CENSOR = Color.red("*")
class Blocklist(ContentSafetyGuardrail):
def __init__(
self,
checkpoint_dir: str = DEFAULT_CHECKPOINT_DIR,
guardrail_partial_match_min_chars: int = 4,
guardrail_partial_match_letter_count: float = 0.5,
) -> None:
nltk.data.path.append(os.path.join(checkpoint_dir, "nltk_data"))
self.lemmatizer = nltk.WordNetLemmatizer()
self.profanity = profanity
self.checkpoint_dir = checkpoint_dir
self.guardrail_partial_match_min_chars = guardrail_partial_match_min_chars
self.guardrail_partial_match_letter_count = guardrail_partial_match_letter_count
# Load blocklist and whitelist keywords
self.blocklist_words = read_keyword_list_from_dir(os.path.join(self.checkpoint_dir, "custom"))
self.whitelist_words = read_keyword_list_from_dir(os.path.join(self.checkpoint_dir, "whitelist"))
self.exact_match_words = read_keyword_list_from_dir(os.path.join(self.checkpoint_dir, "exact_match"))
self.profanity.load_censor_words(custom_words=self.blocklist_words, whitelist_words=self.whitelist_words)
log.debug(f"Loaded {len(self.blocklist_words)} words/phrases from blocklist")
log.debug(f"Whitelisted {len(self.whitelist_words)} words/phrases from whitelist")
log.debug(f"Loaded {len(self.exact_match_words)} exact match words/phrases from blocklist")
def uncensor_whitelist(self, input_prompt: str, censored_prompt: str) -> str:
"""Explicitly uncensor words that are in the whitelist."""
input_words = input_prompt.split()
censored_words = censored_prompt.split()
whitelist_words = set(self.whitelist_words)
for i, token in enumerate(input_words):
if token.strip(string.punctuation).lower() in whitelist_words:
censored_words[i] = token
censored_prompt = " ".join(censored_words)
return censored_prompt
def censor_prompt(self, input_prompt: str) -> tuple[bool, str]:
"""Censor the prompt using the blocklist with better-profanity fuzzy matching.
Args:
input_prompt: input prompt to censor
Returns:
bool: True if the prompt is blocked, False otherwise
str: A message indicating why the prompt was blocked
"""
censored_prompt = self.profanity.censor(input_prompt, censor_char=CENSOR)

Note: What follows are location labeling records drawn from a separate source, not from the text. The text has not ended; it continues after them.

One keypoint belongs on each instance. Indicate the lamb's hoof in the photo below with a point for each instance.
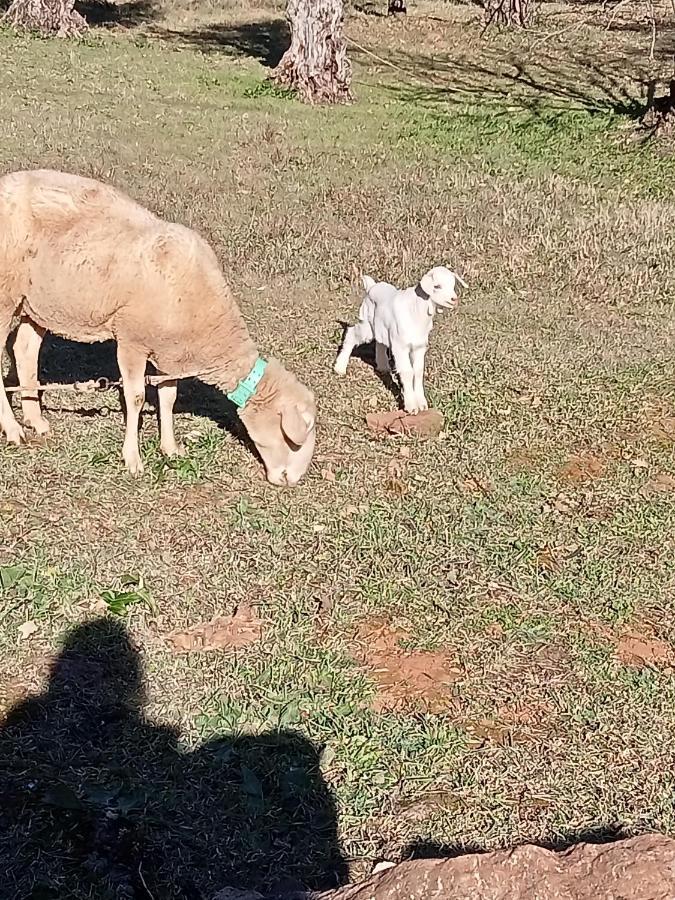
(15, 434)
(134, 466)
(175, 450)
(39, 425)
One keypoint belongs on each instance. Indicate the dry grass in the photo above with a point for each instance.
(530, 545)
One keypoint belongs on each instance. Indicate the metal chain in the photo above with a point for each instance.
(95, 384)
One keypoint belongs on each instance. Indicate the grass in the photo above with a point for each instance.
(492, 544)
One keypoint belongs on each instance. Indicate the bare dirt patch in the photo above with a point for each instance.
(405, 678)
(427, 424)
(582, 467)
(221, 633)
(641, 650)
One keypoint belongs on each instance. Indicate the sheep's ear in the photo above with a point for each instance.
(427, 284)
(296, 425)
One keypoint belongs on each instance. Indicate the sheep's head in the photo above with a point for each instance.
(439, 285)
(280, 420)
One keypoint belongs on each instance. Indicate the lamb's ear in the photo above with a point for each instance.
(427, 284)
(296, 424)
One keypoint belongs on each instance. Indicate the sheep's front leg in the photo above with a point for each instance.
(166, 395)
(418, 355)
(404, 368)
(29, 338)
(132, 369)
(13, 431)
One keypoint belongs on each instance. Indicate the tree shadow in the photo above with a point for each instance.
(101, 14)
(265, 41)
(541, 88)
(67, 361)
(98, 801)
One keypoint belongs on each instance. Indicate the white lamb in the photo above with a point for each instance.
(401, 321)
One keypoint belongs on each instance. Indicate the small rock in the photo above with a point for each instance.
(426, 424)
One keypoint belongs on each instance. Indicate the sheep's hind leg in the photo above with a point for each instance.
(13, 431)
(166, 398)
(29, 338)
(132, 369)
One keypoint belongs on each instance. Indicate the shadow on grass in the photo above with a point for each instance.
(100, 14)
(541, 86)
(98, 801)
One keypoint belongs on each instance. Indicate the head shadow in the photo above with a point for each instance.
(114, 807)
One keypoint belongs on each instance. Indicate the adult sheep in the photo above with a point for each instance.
(84, 261)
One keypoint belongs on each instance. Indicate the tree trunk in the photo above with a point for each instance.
(316, 63)
(47, 16)
(508, 12)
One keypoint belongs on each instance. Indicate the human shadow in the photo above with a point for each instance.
(98, 801)
(266, 41)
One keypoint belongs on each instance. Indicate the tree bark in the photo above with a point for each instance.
(316, 63)
(46, 16)
(508, 12)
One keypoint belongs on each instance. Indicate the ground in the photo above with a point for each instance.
(464, 642)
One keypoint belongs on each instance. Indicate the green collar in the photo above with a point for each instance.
(248, 386)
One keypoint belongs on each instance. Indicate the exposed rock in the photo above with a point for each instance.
(641, 868)
(426, 424)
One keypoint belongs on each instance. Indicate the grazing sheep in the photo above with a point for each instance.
(82, 260)
(401, 321)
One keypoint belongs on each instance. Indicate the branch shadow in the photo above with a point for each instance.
(265, 41)
(541, 88)
(98, 801)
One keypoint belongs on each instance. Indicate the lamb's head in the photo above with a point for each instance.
(280, 420)
(439, 285)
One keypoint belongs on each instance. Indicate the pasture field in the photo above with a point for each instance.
(465, 642)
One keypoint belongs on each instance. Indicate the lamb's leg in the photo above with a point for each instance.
(381, 358)
(26, 353)
(13, 431)
(405, 372)
(418, 355)
(132, 369)
(354, 337)
(166, 396)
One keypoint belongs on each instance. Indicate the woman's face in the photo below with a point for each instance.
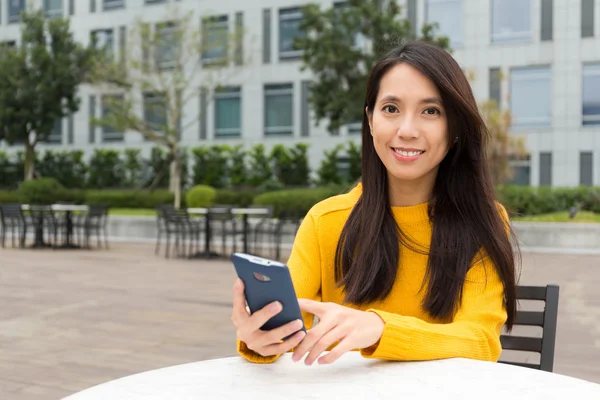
(409, 126)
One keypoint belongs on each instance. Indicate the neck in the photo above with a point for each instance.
(409, 193)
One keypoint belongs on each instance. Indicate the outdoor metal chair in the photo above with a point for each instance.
(546, 319)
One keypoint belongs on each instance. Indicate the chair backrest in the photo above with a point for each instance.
(546, 319)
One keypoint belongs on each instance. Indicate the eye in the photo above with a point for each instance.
(432, 111)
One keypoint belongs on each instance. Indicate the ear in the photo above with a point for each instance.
(370, 119)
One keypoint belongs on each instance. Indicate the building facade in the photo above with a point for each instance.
(540, 59)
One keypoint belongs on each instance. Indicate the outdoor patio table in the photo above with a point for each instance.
(351, 377)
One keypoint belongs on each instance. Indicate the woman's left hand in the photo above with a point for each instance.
(354, 329)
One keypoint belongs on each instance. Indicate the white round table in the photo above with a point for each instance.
(351, 377)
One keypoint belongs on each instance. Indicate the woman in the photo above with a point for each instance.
(415, 262)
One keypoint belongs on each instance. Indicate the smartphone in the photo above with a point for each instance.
(266, 281)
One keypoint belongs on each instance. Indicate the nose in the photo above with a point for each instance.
(408, 128)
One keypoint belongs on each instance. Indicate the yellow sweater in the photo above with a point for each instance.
(409, 333)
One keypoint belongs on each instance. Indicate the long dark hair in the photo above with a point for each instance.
(463, 210)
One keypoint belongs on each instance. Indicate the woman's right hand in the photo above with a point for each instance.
(265, 343)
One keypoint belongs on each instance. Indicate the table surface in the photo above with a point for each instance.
(351, 377)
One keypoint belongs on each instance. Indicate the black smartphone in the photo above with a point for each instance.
(266, 281)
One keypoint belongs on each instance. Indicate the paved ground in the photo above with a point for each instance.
(73, 319)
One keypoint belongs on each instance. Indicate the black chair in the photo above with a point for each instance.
(11, 216)
(168, 222)
(94, 221)
(546, 319)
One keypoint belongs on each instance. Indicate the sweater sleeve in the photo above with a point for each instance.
(304, 264)
(473, 333)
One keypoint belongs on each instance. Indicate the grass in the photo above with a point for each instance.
(582, 216)
(563, 216)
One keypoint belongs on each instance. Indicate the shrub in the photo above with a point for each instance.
(201, 196)
(242, 198)
(9, 197)
(42, 191)
(128, 198)
(297, 201)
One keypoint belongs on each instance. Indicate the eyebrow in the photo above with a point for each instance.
(392, 98)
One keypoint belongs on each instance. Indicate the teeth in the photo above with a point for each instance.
(408, 153)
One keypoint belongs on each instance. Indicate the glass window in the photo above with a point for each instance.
(110, 102)
(14, 10)
(155, 111)
(289, 28)
(530, 92)
(53, 8)
(110, 4)
(449, 16)
(511, 21)
(166, 46)
(228, 112)
(591, 95)
(55, 137)
(278, 109)
(104, 39)
(214, 39)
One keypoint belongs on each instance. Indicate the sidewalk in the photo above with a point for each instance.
(74, 319)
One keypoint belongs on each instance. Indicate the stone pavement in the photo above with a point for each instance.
(73, 319)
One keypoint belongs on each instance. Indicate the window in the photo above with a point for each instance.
(109, 103)
(53, 8)
(14, 10)
(511, 21)
(521, 170)
(586, 168)
(530, 92)
(278, 109)
(214, 39)
(587, 18)
(113, 4)
(155, 111)
(289, 29)
(104, 39)
(545, 169)
(591, 95)
(547, 20)
(166, 46)
(495, 86)
(448, 14)
(55, 137)
(228, 112)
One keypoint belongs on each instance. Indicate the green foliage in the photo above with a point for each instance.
(128, 198)
(238, 172)
(67, 167)
(290, 165)
(259, 169)
(40, 80)
(106, 170)
(242, 198)
(296, 202)
(41, 191)
(339, 62)
(201, 196)
(525, 200)
(133, 168)
(211, 165)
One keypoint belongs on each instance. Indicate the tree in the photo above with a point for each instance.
(168, 64)
(340, 45)
(39, 81)
(501, 145)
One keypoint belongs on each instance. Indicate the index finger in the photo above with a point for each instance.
(239, 300)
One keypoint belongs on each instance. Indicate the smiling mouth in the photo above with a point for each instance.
(409, 153)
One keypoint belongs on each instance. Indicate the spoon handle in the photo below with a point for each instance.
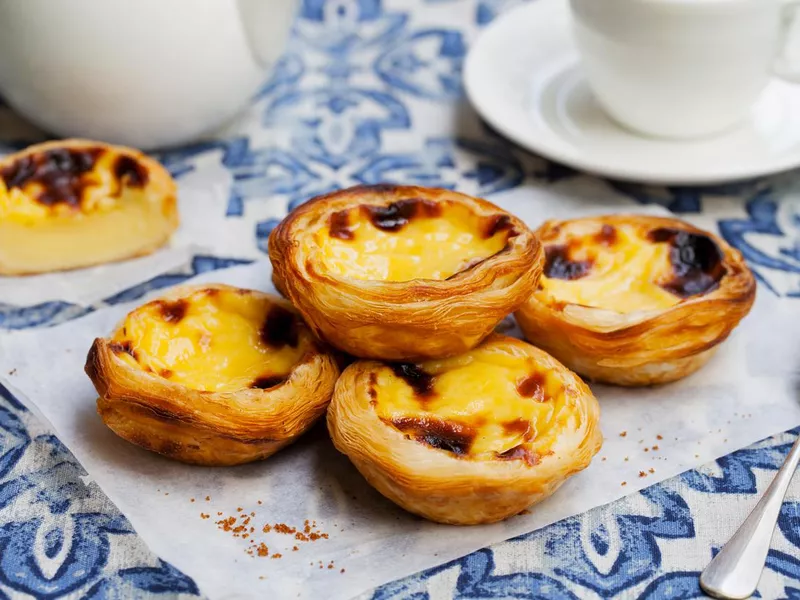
(735, 571)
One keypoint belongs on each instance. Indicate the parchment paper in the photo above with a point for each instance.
(202, 200)
(650, 435)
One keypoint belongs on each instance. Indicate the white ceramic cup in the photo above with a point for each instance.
(149, 73)
(681, 68)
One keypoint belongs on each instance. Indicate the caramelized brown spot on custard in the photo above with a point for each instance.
(340, 225)
(437, 433)
(372, 389)
(517, 427)
(173, 311)
(607, 235)
(267, 381)
(280, 329)
(122, 347)
(532, 386)
(520, 453)
(558, 264)
(495, 224)
(696, 262)
(420, 381)
(396, 215)
(60, 173)
(130, 171)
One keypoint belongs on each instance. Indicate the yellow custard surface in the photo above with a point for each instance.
(218, 340)
(623, 276)
(97, 190)
(423, 248)
(491, 403)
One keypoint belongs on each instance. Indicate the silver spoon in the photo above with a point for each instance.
(735, 571)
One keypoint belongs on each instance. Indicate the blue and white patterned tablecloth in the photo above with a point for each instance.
(369, 91)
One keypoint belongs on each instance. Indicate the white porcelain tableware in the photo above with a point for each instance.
(680, 68)
(149, 73)
(523, 76)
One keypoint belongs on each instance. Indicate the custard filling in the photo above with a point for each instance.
(67, 182)
(215, 340)
(409, 239)
(616, 268)
(491, 403)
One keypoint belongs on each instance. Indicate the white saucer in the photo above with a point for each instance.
(524, 78)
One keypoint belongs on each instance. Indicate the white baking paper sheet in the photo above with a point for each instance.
(650, 434)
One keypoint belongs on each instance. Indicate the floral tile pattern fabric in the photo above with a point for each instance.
(370, 91)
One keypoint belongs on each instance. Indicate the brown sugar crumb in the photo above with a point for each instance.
(283, 528)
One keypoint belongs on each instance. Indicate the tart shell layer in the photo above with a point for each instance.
(678, 292)
(471, 439)
(182, 376)
(436, 292)
(75, 203)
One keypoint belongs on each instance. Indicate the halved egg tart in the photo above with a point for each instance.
(403, 273)
(74, 203)
(470, 439)
(635, 300)
(212, 375)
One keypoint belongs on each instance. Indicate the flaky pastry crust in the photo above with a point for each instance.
(713, 290)
(74, 203)
(403, 320)
(207, 427)
(428, 462)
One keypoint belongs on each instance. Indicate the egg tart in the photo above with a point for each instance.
(635, 300)
(75, 203)
(469, 439)
(212, 375)
(403, 273)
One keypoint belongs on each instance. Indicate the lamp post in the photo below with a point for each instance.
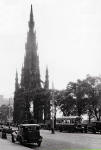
(53, 110)
(9, 113)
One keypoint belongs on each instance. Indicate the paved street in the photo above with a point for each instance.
(58, 141)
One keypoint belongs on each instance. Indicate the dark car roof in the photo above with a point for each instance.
(29, 125)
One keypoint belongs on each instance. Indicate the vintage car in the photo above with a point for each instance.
(94, 127)
(69, 124)
(27, 134)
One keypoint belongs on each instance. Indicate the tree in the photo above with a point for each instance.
(82, 96)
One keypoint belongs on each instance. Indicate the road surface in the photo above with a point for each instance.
(57, 141)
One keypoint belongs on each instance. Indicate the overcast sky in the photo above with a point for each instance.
(68, 35)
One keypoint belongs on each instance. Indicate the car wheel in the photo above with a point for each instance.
(13, 140)
(39, 144)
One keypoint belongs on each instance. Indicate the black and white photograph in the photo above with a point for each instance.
(50, 74)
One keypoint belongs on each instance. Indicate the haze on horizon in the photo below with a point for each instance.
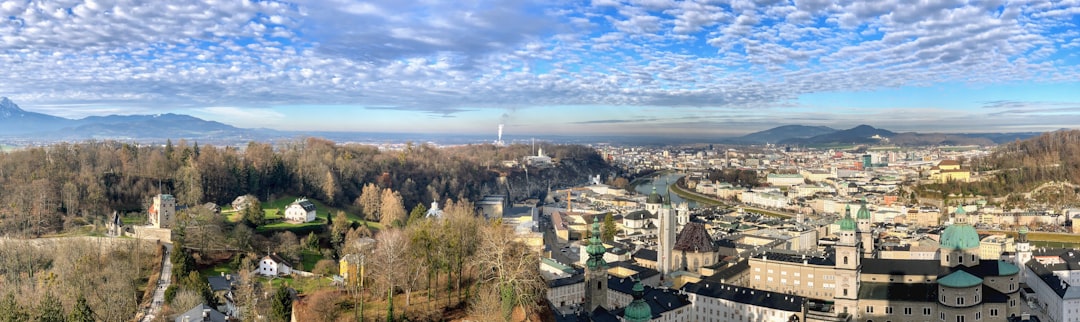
(609, 67)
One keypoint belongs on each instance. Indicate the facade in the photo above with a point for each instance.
(300, 211)
(272, 266)
(162, 211)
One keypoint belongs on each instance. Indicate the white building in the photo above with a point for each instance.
(300, 211)
(272, 266)
(1055, 280)
(716, 302)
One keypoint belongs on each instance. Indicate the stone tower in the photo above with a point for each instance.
(163, 211)
(865, 231)
(595, 270)
(848, 262)
(1023, 252)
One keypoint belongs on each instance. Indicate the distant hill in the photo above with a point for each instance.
(15, 122)
(782, 133)
(861, 134)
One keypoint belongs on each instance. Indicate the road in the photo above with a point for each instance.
(159, 294)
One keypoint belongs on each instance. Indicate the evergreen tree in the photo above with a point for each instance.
(81, 311)
(418, 212)
(281, 305)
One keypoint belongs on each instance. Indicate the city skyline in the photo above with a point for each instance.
(603, 67)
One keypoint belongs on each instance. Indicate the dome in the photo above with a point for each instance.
(847, 223)
(863, 213)
(638, 310)
(959, 237)
(655, 198)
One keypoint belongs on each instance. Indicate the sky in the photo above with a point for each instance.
(610, 67)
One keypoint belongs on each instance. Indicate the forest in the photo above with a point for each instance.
(48, 189)
(1017, 168)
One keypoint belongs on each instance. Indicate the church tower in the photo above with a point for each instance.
(595, 271)
(666, 236)
(865, 230)
(1023, 252)
(848, 262)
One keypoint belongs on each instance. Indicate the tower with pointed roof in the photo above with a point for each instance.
(595, 270)
(637, 310)
(848, 264)
(865, 232)
(665, 236)
(1023, 252)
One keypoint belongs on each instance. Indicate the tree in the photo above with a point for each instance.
(417, 214)
(81, 311)
(281, 305)
(50, 309)
(511, 268)
(253, 214)
(368, 201)
(609, 228)
(393, 210)
(11, 311)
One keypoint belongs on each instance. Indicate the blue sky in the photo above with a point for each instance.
(637, 67)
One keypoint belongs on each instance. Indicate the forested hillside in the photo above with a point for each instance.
(1022, 165)
(48, 188)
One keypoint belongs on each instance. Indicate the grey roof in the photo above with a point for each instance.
(196, 314)
(306, 204)
(906, 292)
(746, 296)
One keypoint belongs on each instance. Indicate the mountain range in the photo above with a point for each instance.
(18, 123)
(869, 135)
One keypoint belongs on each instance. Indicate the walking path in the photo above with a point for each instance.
(163, 282)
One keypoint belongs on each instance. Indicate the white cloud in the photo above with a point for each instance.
(445, 56)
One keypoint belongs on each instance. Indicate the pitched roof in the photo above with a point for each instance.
(694, 238)
(908, 292)
(746, 296)
(959, 279)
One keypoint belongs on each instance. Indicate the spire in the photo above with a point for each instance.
(595, 247)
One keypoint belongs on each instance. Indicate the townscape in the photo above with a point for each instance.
(697, 232)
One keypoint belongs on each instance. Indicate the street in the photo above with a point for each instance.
(159, 293)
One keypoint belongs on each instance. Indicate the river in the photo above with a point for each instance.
(660, 180)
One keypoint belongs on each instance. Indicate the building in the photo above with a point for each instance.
(300, 211)
(162, 211)
(1054, 277)
(272, 266)
(712, 302)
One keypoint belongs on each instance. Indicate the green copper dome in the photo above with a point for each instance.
(655, 198)
(959, 237)
(595, 247)
(638, 310)
(863, 212)
(847, 223)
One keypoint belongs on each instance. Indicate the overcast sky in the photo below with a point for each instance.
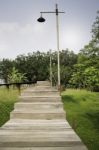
(20, 33)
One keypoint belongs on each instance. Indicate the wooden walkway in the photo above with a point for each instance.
(38, 123)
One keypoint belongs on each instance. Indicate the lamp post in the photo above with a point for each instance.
(41, 19)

# Uncensor whitelisted words that were censored from blocklist fuzzy matching
censored_prompt = self.uncensor_whitelist(input_prompt, censored_prompt)
if CENSOR in censored_prompt:
return True, f"Prompt blocked by censorship: Censored Prompt: {censored_prompt}"
return False, ""
@staticmethod
def check_partial_match(
normalized_prompt: str, normalized_word: str, guardrail_partial_match_letter_count: float
) -> tuple[bool, str]:
"""
Check robustly if normalized word and the matching target have a difference of up to guardrail_partial_match_letter_count characters.
Args:
normalized_prompt: a string with many words
normalized_word: a string with one or multiple words, its length is smaller than normalized_prompt
guardrail_partial_match_letter_count: maximum allowed difference in characters (float to allow partial characters)
Returns:
bool: True if a match is found, False otherwise
str: A message indicating why the prompt was blocked
"""
prompt_words = normalized_prompt.split()
word_length = len(normalized_word.split())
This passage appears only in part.